Glen Schneider’s Garden
Berkeley
Gardening experience: 36 years
Years gardened at this location: 8 years with local natives
Size: 5,200 square feet
Showcase feature: Glen, a landscaper, designed and installed this local native plant garden. The more than 75 species of local native woodland and grassland plants in the garden grown from seeds and cuttings gathered in local wildlands, mostly in the strawberry creek watershed, in which Glen lives.
Each plant has a history; a buckeye seed was gathered at the forks of strawberry creek, and pink flowering currant seeds were collected while out hiking in Strawberry Canyon with his daughter. The total cost of converting this garden from an English Cottage garden to a native haven for wildlife was about $150 (but lots of labor, Glen notes).
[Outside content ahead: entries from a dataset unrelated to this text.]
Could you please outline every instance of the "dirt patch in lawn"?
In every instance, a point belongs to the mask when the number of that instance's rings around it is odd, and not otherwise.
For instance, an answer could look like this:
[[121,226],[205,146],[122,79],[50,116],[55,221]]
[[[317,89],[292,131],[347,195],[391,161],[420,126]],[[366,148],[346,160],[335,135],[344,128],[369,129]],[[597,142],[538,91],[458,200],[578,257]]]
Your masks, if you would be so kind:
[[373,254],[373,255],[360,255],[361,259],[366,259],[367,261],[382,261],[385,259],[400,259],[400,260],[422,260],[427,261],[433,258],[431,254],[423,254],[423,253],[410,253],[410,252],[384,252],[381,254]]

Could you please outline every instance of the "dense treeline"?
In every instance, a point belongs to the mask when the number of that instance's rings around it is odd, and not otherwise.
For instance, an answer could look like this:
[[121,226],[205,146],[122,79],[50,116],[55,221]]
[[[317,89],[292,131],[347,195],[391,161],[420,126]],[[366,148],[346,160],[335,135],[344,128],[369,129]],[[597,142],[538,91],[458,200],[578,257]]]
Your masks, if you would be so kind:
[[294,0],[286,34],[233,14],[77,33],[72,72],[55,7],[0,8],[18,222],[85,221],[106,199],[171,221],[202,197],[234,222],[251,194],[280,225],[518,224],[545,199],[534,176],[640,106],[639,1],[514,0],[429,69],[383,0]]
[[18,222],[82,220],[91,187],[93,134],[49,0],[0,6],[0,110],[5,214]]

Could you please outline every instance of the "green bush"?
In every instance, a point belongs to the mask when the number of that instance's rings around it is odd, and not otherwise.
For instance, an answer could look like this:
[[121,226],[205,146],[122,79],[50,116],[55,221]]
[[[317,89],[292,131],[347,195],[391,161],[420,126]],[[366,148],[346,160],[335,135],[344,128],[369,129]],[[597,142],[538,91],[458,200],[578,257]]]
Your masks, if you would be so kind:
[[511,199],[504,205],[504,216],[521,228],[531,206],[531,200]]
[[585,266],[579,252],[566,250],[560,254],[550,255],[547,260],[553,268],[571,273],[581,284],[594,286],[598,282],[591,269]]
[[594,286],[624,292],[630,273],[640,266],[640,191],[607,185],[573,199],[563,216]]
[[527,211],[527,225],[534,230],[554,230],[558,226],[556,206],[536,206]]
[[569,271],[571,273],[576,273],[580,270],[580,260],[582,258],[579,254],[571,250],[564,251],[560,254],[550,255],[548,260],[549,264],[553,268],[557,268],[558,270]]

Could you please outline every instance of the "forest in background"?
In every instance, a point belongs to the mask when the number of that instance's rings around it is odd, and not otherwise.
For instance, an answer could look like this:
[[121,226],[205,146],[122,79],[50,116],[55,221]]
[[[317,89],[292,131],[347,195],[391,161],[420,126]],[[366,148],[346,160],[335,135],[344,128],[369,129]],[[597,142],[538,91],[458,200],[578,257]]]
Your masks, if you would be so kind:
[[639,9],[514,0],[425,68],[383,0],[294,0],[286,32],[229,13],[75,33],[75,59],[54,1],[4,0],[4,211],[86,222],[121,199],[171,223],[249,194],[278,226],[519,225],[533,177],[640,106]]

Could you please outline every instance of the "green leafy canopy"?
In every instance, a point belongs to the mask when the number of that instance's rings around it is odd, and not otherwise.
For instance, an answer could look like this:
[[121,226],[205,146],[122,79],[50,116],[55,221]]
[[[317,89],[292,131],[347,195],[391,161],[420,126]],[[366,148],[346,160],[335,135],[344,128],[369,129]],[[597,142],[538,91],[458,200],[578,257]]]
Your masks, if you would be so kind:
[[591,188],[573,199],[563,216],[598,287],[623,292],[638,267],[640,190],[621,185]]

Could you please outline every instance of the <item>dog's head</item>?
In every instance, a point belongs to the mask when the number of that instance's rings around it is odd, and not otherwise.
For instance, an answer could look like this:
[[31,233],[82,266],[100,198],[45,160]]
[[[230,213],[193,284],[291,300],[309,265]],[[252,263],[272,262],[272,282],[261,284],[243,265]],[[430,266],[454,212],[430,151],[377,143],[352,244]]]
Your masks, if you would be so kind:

The native plants receive rainfall only; the get no summer water. The driveway has been removed and turned into a vegetable garden.
Other garden attractions:
- The toyon was grown from a seed collected from a huge toyon growing near Founder's Rock on the UC Campus.
- There are few snail and slug problems here, because Glen doesn't water in this extremely low water-use garden.
- The back yard was filled with non-native Himalyan blackberry prior to its transformation.
- The soil was not amended; natives love this heavy clay soil. Compost and occasional pigeon manure are used on the vegetables as fertilizer.
- “The garden has transformed the way we live; we eat most of our meals outside.”
Gardening for Wildlife: Berries, seeds, nuts, nectar, pollen, nesting areas and shelter for wildlife are amply provided, and there is no dead-heading in this wildlife- and insect-friendly garden! Native bees spend the night under dried yarrow flowers, and Glen recently watched a swallowtail butterfly tie its chrysalis to a yampah. Crickets trill night songs, and drill their eggs into the stems of wild roses. Forty-four species of birds have been sighted in the garden, as have two species of salamander, the arboreal ensentina and the slender salamander. Twelve species of butterflies visit this garden.